今回のG20財務大臣・中央銀行総裁会合では各国仮想資産及びその背景にあるブロックチェーン技術についてその重要性に理解を示した上で、具体的な規制案の発表にまでは至らなかったものの将来的に国際的な規制を設ける方向で合意しました。
特に、日本は規制を設けた上で合法的に取引ができる仮想通貨先進国であることで広く知られています。今後も日本の取り組みは世界最先端の例として、今後規定される国際社会での基準にも大きく影響すると考えられます。
その日本で先日、ビットコイン・キャッシュ(BCH)に関する協議会が東京で開催され、「サトシ・ビジョン・カンファレンス」と題された協議会はBCHの開発者と支持者を主な参加者としていると報道がありました。
ビットコイン(BTC)が取引承認作業の遅延を常態化させているとの情報がある中、その解決法を巡り仮想通貨から分離したのがビットコイン・キャッシュ(BCH)でした。
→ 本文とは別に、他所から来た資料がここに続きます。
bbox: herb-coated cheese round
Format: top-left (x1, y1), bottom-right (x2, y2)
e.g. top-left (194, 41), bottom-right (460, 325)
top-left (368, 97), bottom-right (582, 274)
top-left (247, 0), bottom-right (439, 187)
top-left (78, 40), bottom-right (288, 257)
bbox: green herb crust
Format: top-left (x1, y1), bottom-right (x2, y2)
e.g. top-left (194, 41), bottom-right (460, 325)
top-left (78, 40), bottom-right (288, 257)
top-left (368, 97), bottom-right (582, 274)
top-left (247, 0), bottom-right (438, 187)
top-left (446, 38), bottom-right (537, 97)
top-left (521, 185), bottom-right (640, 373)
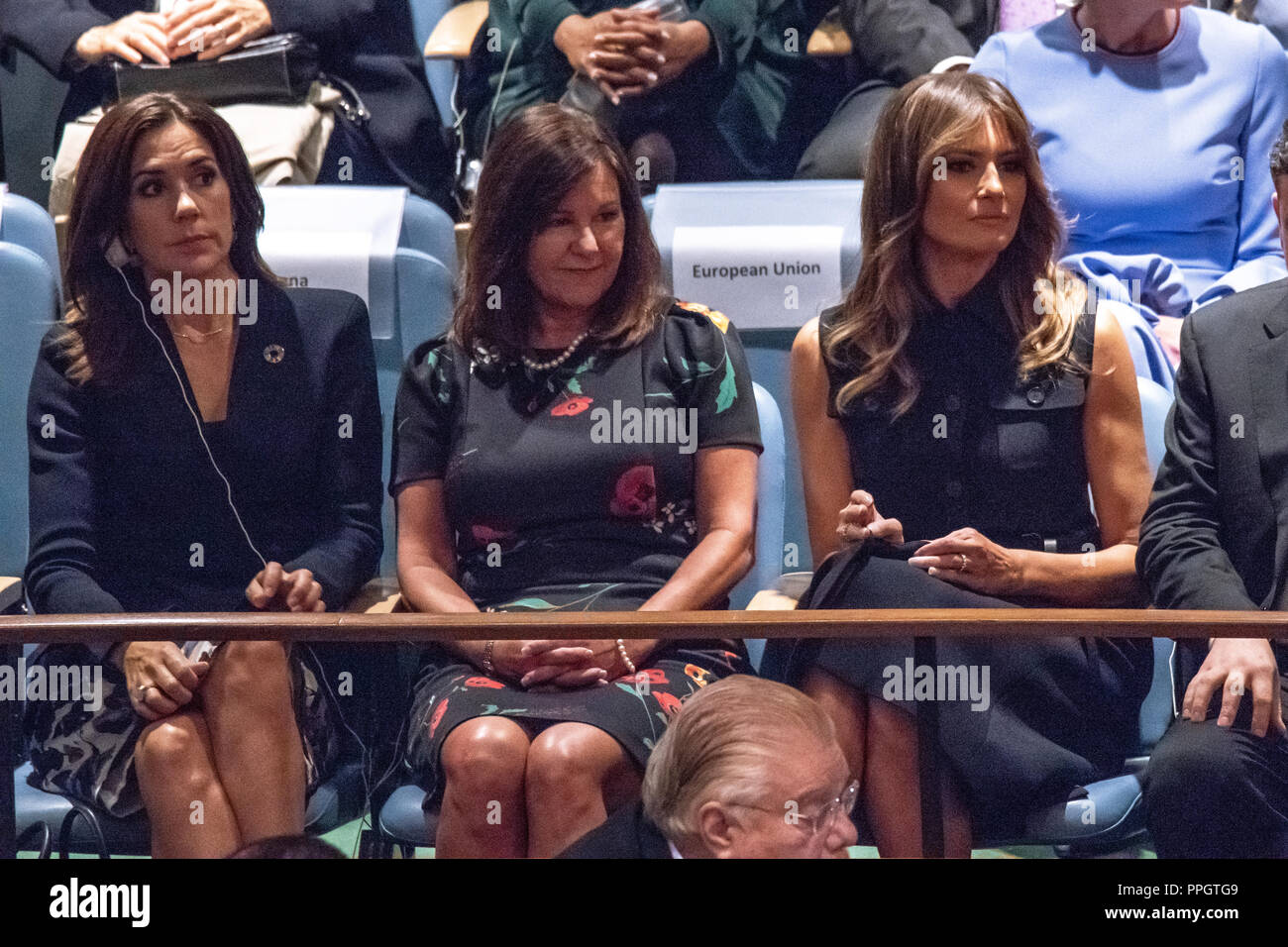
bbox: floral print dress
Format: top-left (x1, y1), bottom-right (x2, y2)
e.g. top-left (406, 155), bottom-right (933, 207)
top-left (389, 303), bottom-right (761, 798)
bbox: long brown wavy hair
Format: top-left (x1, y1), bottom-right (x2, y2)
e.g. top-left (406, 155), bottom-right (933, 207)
top-left (58, 93), bottom-right (279, 384)
top-left (823, 72), bottom-right (1087, 416)
top-left (451, 104), bottom-right (669, 361)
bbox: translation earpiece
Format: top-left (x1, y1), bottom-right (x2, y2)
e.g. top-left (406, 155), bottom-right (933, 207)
top-left (103, 236), bottom-right (134, 269)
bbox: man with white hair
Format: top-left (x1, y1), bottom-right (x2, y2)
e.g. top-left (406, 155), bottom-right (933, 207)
top-left (561, 674), bottom-right (859, 858)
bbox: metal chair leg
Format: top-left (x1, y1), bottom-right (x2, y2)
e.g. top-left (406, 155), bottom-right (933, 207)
top-left (58, 800), bottom-right (112, 858)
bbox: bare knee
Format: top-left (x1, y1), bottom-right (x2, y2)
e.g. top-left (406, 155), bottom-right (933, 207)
top-left (867, 698), bottom-right (917, 754)
top-left (441, 716), bottom-right (529, 795)
top-left (202, 642), bottom-right (290, 707)
top-left (134, 714), bottom-right (211, 789)
top-left (528, 723), bottom-right (627, 797)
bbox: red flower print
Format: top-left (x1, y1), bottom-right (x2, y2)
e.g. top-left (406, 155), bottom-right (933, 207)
top-left (471, 523), bottom-right (514, 546)
top-left (550, 394), bottom-right (595, 417)
top-left (653, 690), bottom-right (680, 716)
top-left (429, 699), bottom-right (447, 738)
top-left (608, 464), bottom-right (657, 519)
top-left (684, 665), bottom-right (711, 686)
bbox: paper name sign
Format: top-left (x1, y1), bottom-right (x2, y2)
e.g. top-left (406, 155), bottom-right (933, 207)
top-left (671, 224), bottom-right (844, 329)
top-left (259, 231), bottom-right (371, 301)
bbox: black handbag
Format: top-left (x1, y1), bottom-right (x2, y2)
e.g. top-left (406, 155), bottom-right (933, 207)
top-left (112, 34), bottom-right (318, 106)
top-left (760, 540), bottom-right (928, 686)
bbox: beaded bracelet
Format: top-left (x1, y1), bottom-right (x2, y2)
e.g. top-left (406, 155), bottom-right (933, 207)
top-left (617, 638), bottom-right (635, 674)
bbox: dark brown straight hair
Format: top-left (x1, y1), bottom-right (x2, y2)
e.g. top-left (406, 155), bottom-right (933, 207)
top-left (58, 93), bottom-right (279, 384)
top-left (451, 104), bottom-right (669, 361)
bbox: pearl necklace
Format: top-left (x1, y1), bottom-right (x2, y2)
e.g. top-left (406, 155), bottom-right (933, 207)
top-left (519, 330), bottom-right (590, 371)
top-left (170, 316), bottom-right (229, 346)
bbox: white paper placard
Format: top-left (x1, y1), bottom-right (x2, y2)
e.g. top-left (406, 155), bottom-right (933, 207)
top-left (259, 231), bottom-right (371, 300)
top-left (671, 224), bottom-right (844, 329)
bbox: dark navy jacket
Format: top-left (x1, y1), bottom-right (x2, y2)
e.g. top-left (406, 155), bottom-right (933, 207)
top-left (25, 283), bottom-right (382, 651)
top-left (0, 0), bottom-right (451, 201)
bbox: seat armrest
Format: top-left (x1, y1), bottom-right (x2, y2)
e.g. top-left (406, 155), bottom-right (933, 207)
top-left (805, 13), bottom-right (854, 58)
top-left (0, 576), bottom-right (22, 614)
top-left (342, 576), bottom-right (406, 614)
top-left (425, 0), bottom-right (486, 59)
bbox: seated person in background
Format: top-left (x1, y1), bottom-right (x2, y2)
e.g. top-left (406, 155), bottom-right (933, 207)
top-left (796, 0), bottom-right (1057, 177)
top-left (389, 104), bottom-right (761, 856)
top-left (25, 94), bottom-right (381, 857)
top-left (473, 0), bottom-right (836, 191)
top-left (0, 0), bottom-right (452, 206)
top-left (767, 72), bottom-right (1153, 857)
top-left (562, 674), bottom-right (859, 858)
top-left (971, 0), bottom-right (1288, 389)
top-left (228, 835), bottom-right (344, 858)
top-left (1136, 120), bottom-right (1288, 858)
top-left (1212, 0), bottom-right (1288, 47)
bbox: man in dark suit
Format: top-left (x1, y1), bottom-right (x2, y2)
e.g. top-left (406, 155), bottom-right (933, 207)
top-left (0, 0), bottom-right (451, 206)
top-left (1136, 118), bottom-right (1288, 857)
top-left (561, 674), bottom-right (859, 858)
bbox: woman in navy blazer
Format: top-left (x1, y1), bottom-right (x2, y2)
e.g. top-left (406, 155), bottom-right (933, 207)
top-left (25, 95), bottom-right (381, 857)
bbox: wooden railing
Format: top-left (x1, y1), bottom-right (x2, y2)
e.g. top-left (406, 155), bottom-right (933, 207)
top-left (0, 608), bottom-right (1288, 643)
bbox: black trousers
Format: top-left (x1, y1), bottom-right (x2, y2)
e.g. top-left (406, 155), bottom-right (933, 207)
top-left (1141, 664), bottom-right (1288, 858)
top-left (796, 80), bottom-right (896, 179)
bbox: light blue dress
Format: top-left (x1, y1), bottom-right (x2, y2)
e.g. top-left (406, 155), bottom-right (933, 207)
top-left (971, 7), bottom-right (1288, 389)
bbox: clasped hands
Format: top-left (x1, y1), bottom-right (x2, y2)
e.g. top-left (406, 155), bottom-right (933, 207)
top-left (555, 8), bottom-right (711, 106)
top-left (76, 0), bottom-right (273, 65)
top-left (121, 562), bottom-right (326, 720)
top-left (492, 638), bottom-right (634, 690)
top-left (836, 489), bottom-right (1024, 595)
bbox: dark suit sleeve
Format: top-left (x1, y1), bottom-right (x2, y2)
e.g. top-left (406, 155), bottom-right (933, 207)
top-left (263, 0), bottom-right (376, 39)
top-left (841, 0), bottom-right (975, 86)
top-left (492, 0), bottom-right (581, 51)
top-left (0, 0), bottom-right (113, 80)
top-left (1136, 317), bottom-right (1257, 611)
top-left (693, 0), bottom-right (757, 78)
top-left (282, 296), bottom-right (383, 609)
top-left (23, 336), bottom-right (125, 657)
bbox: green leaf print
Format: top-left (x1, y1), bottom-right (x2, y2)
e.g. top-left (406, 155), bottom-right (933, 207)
top-left (501, 598), bottom-right (554, 612)
top-left (716, 352), bottom-right (738, 414)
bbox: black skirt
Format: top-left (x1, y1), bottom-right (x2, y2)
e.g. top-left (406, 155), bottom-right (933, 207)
top-left (767, 558), bottom-right (1154, 835)
top-left (407, 582), bottom-right (752, 802)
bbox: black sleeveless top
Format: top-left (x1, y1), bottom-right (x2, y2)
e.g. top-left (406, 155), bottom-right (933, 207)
top-left (819, 275), bottom-right (1100, 553)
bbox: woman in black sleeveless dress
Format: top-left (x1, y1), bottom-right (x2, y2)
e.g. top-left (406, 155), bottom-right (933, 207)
top-left (773, 73), bottom-right (1153, 856)
top-left (390, 106), bottom-right (760, 856)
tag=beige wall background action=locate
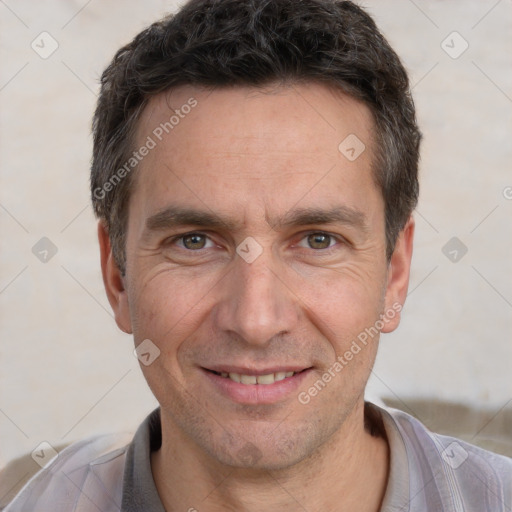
[0,0,512,466]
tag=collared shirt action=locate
[5,403,512,512]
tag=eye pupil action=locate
[308,233,330,249]
[183,234,205,249]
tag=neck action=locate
[151,403,389,512]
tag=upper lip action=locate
[203,364,311,376]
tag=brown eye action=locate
[308,233,332,249]
[181,233,206,250]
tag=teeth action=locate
[240,375,257,384]
[256,373,275,384]
[220,372,295,384]
[274,372,286,381]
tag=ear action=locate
[98,221,133,334]
[382,216,414,332]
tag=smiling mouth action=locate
[208,370,304,385]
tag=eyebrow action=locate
[145,206,368,232]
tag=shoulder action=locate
[5,433,133,512]
[381,408,512,512]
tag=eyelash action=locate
[166,231,346,254]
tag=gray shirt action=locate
[122,402,512,512]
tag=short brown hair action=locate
[91,0,421,273]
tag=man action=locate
[7,0,512,512]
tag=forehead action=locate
[133,84,375,222]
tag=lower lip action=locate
[202,368,311,404]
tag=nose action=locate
[216,249,299,346]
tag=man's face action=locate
[104,84,412,468]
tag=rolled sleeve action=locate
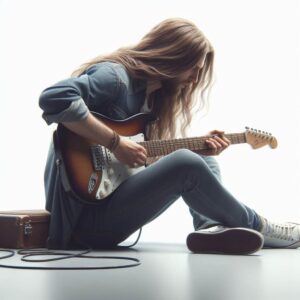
[39,63,120,125]
[42,98,89,125]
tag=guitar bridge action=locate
[91,145,105,171]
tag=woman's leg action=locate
[190,155,222,230]
[77,149,260,247]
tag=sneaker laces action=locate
[262,219,300,241]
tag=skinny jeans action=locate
[75,149,261,248]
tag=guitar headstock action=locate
[245,127,277,149]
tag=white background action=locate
[0,0,300,242]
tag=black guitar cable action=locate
[0,228,142,270]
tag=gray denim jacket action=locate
[39,62,219,249]
[39,62,146,249]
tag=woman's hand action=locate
[113,137,147,168]
[198,130,231,156]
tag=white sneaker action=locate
[261,218,300,249]
[186,225,264,254]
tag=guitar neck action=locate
[139,133,246,157]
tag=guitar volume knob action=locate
[103,179,111,190]
[107,168,115,177]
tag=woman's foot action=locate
[186,225,264,254]
[260,218,300,249]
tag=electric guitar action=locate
[55,112,277,201]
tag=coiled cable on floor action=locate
[0,228,142,270]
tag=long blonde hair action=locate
[72,18,214,139]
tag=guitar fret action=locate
[140,133,246,157]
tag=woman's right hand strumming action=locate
[113,137,147,168]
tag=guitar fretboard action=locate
[139,133,246,157]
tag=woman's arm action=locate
[62,113,147,167]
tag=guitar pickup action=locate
[91,145,105,171]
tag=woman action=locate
[39,19,300,254]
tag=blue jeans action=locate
[76,149,261,248]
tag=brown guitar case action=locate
[0,210,50,249]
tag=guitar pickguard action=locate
[96,133,145,200]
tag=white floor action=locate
[0,243,300,300]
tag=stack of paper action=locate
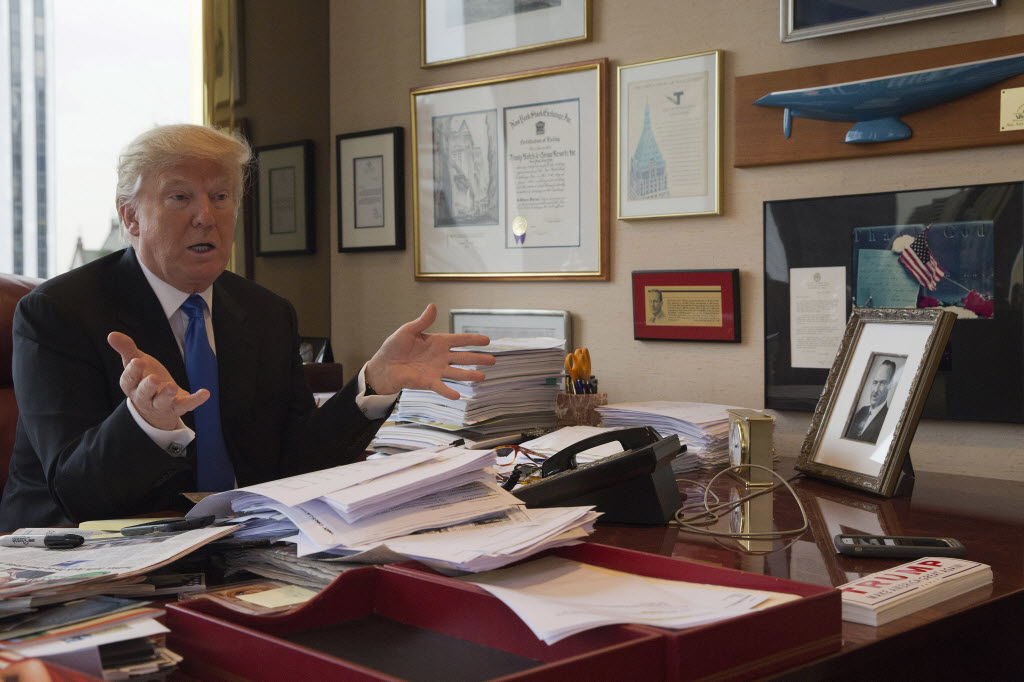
[371,337,565,453]
[839,556,992,626]
[463,557,799,644]
[597,400,733,473]
[188,447,598,572]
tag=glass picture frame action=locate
[254,139,316,256]
[616,50,722,220]
[449,308,572,348]
[335,127,406,253]
[779,0,999,43]
[411,59,609,281]
[420,0,591,67]
[764,182,1024,423]
[797,308,956,497]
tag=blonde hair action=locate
[116,123,252,219]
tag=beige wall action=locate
[322,0,1024,480]
[237,0,335,336]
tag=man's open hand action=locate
[106,332,210,431]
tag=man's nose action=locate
[193,195,215,228]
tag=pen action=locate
[0,532,85,549]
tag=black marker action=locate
[0,532,85,549]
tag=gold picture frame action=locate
[615,50,722,220]
[797,308,956,497]
[420,0,592,68]
[410,58,610,281]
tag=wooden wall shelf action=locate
[733,36,1024,168]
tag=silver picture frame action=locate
[778,0,999,43]
[797,308,956,497]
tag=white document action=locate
[790,265,846,370]
[4,619,170,658]
[463,557,796,644]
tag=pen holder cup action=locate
[555,393,608,426]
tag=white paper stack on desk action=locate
[597,400,733,473]
[188,447,598,572]
[371,337,564,452]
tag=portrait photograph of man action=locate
[843,353,906,442]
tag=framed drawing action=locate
[764,182,1024,423]
[616,51,721,220]
[633,270,740,343]
[255,139,315,256]
[411,59,608,280]
[779,0,999,43]
[449,308,572,348]
[420,0,591,67]
[797,308,956,497]
[334,128,406,253]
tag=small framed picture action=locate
[420,0,591,67]
[617,51,721,220]
[335,128,406,253]
[633,269,740,343]
[779,0,999,43]
[256,139,316,256]
[797,308,956,497]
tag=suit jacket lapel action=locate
[112,248,188,388]
[213,280,259,419]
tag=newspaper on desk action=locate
[188,446,598,573]
[0,527,233,600]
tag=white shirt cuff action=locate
[127,398,196,457]
[355,365,398,419]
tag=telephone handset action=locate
[513,426,686,525]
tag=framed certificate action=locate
[633,270,740,343]
[412,59,608,280]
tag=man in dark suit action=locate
[846,359,896,442]
[0,126,494,530]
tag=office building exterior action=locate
[0,0,56,278]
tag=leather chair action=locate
[0,274,42,494]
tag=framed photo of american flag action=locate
[764,182,1024,423]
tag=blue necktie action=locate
[181,294,234,493]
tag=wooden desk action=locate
[591,459,1024,681]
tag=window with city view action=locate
[0,0,203,278]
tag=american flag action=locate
[899,229,946,290]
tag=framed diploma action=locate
[255,139,315,256]
[335,128,406,253]
[633,270,740,343]
[411,59,609,280]
[420,0,591,67]
[764,182,1024,423]
[617,51,721,220]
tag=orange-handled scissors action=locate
[565,348,590,381]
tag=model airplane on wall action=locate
[754,54,1024,143]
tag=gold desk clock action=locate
[727,409,775,487]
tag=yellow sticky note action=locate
[236,585,316,608]
[78,516,177,532]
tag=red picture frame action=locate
[633,269,740,343]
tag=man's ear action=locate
[118,204,139,237]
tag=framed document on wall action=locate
[335,128,406,253]
[412,59,608,280]
[255,139,315,256]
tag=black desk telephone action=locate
[513,426,686,525]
BTCはその解決策としてライトニング・ネットワークと呼ばれる第三者を介さずに迂回取引を可能にする技術の導入を進めているものの、未だに実証段階にあります。
ビットコイン・キャッシュ(BCH)が逆にビットコイン(BTC)を決済速度面で凌駕する可能性があり、ビットコイン(BTC)の凋落が起きるのかどうかに注目すべきです。